Die größere Menge der Eltern . . . weiß nicht, wie man
Kinder erziehen und lehren soll. Denn sie haben selber nichts gelernt, außer
den Bauch zu versorgen. Und es gehören besondere Leute dazu, die Kinder wohl
und recht zu lehren und zu erziehen.
Ja, ich weiß leider wohl, daß wir Deutschen immer Bestien
und tolle Tiere sein und bleiben müssen, wie uns ja die umliegenden Länder
nennen und wir es auch wohl verdienen. Mich wundert aber, warum wir nicht auch
einmal sagen: was sollen uns Seide, Wein, Gewürze und die fremden ausländischen
Waren, wo wir doch selber Wein, Korn, Wolle, Flachs, Holz und Stein in
deutschen Landen nicht allein in Fülle haben zur Nahrung, sondern auch die
freie Wahl zu Ehren und Schmuck.
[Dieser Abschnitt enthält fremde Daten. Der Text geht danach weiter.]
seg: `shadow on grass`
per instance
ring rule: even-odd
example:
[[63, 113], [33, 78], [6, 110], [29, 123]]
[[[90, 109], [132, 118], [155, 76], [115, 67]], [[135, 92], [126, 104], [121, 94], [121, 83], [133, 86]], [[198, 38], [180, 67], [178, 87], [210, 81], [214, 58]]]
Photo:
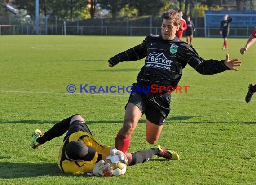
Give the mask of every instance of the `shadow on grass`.
[[[0, 156], [0, 159], [6, 157]], [[89, 177], [86, 174], [66, 174], [61, 171], [57, 164], [51, 163], [34, 164], [29, 163], [13, 163], [0, 162], [0, 179], [34, 177], [44, 176], [83, 176]]]
[[[168, 123], [194, 123], [194, 124], [200, 124], [200, 123], [209, 123], [209, 124], [214, 124], [214, 123], [230, 123], [230, 122], [224, 121], [220, 122], [218, 121], [188, 121], [190, 119], [195, 118], [201, 117], [200, 116], [172, 116], [170, 118], [168, 118], [166, 119], [166, 121], [164, 124], [168, 124]], [[4, 124], [4, 123], [25, 123], [25, 124], [54, 124], [57, 123], [59, 121], [42, 121], [42, 120], [17, 120], [17, 121], [0, 121], [0, 124]], [[106, 120], [88, 120], [86, 121], [86, 123], [88, 125], [95, 124], [95, 123], [124, 123], [124, 120], [110, 120], [107, 121]], [[145, 123], [146, 119], [144, 118], [141, 119], [139, 121], [139, 123]], [[232, 122], [234, 124], [256, 124], [256, 122], [252, 121], [244, 121], [241, 122], [239, 121], [234, 121]]]

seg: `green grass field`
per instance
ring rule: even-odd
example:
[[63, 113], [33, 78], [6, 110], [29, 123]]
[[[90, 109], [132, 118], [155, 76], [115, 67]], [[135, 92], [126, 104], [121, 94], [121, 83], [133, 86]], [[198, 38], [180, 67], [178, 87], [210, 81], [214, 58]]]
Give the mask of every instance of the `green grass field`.
[[[244, 101], [248, 84], [256, 83], [255, 48], [243, 56], [247, 39], [194, 38], [204, 59], [243, 62], [238, 72], [203, 75], [187, 66], [179, 85], [187, 93], [173, 93], [171, 112], [158, 144], [176, 150], [179, 161], [157, 156], [128, 167], [124, 176], [88, 177], [65, 174], [57, 165], [59, 137], [33, 150], [36, 128], [44, 132], [76, 113], [84, 117], [93, 134], [114, 146], [129, 93], [67, 92], [68, 84], [131, 85], [144, 60], [124, 62], [114, 68], [107, 61], [137, 45], [143, 37], [0, 36], [0, 184], [255, 184], [256, 97]], [[185, 40], [185, 38], [183, 38]], [[143, 117], [130, 152], [150, 148]], [[64, 137], [64, 136], [63, 136]]]

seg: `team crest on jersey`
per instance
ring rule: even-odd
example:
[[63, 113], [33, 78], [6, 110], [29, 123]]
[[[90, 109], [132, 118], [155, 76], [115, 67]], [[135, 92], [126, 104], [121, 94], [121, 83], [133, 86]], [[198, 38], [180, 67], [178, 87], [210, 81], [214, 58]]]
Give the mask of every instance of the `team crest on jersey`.
[[175, 53], [177, 52], [178, 48], [178, 46], [174, 44], [172, 44], [170, 47], [170, 51], [172, 53]]

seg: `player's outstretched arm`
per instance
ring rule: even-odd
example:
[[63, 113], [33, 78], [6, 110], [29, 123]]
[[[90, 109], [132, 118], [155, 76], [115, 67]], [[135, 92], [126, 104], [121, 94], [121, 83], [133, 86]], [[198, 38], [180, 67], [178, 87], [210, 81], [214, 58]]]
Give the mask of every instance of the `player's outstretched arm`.
[[230, 60], [229, 57], [230, 56], [229, 54], [227, 53], [226, 55], [226, 60], [225, 60], [224, 64], [230, 69], [237, 71], [238, 69], [236, 69], [235, 67], [241, 66], [242, 61], [240, 61], [238, 59]]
Die Wissenschaften und Sprachen, die uns nicht
zum Schaden, vielmehr zu Schmuck, Nutz, Ehre und Frommen sind - beides: die
Heilige Schrift zu verstehen und weltliches Regiment zu führen -, die wollen
wir verachten und die ausländischen Waren, die uns weder not noch nütze sind,
um die wir uns schinden bis auf die Knochen, die wollen wir nicht entbehren?
Heißen wir nicht mit Recht deutsche Bestien und Narren?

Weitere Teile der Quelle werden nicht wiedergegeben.